Exemplary Server for the Recommendation Engine
The processor 302 is a hardware device for executing software instructions. The processor 302 may be any custom made or commercially available processor, a central processing unit (CPU), an auxiliary processor among several processors associated with the server 300, a semiconductor-based microprocessor (in the form of a microchip or chip set), or generally any device for executing software instructions. When the server 300 is in operation, the processor 302 is configured to execute software stored within the memory 310, to communicate data to and from the memory 310, and to generally control operations of the server 300 pursuant to the software instructions. The I/O interfaces 304 may be used to receive user input from and/or for providing system output to one or more devices or components. User input may be provided via, for example, a keyboard, touch pad, and/or a mouse. System output may be provided via a display device and a printer (not shown). I/O interfaces 304 may include, for example, a serial port, a parallel port, a small computer system interface (SCSI), a serial ATA (SATA), a fibre channel, Infiniband, iSCSI, a PCI Express interface (PCI-x), an infrared (IR) interface, a radio frequency (RF) interface, and/or a universal serial bus (USB) interface.
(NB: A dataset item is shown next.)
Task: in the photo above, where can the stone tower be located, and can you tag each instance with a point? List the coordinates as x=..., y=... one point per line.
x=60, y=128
The network interface 306 may be used to enable the server 300 to communicate on a network, such as the Internet, the WAN 140, and the like, etc. The network interface 306 may include, for example, an Ethernet card or adapter (e.g., 10BaseT, Fast Ethernet, Gigabit Ethernet, 10 GbE) or a wireless local area network (WLAN) card or adapter (e.g., 802.11a/b/g/n). The network interface 306 may include address, control, and/or data connections to enable appropriate communications on the network. A data store 308 may be used to store data. The data store 308 may include any of volatile memory elements (e.g., random access memory (RAM, such as DRAM, SRAM, SDRAM, and the like)), nonvolatile memory elements (e.g., ROM, hard drive, tape, CDROM, and the like), and combinations thereof. Moreover, the data store 308 may incorporate electronic, magnetic, optical, and/or other types of storage media. In one example, the data store 308 may be located internal to the server 300 such as, for example, an internal hard drive connected to the local interface 312 in the server 300. Additionally in another embodiment, the data store 308 may be located external to the server 300 such as, for example, an external hard drive connected to the I/O interfaces 304 (e.g., SCSI or USB connection). In a further embodiment, the data store 308 may be connected to the server 300 through a network, such as, for example, a network attached file server.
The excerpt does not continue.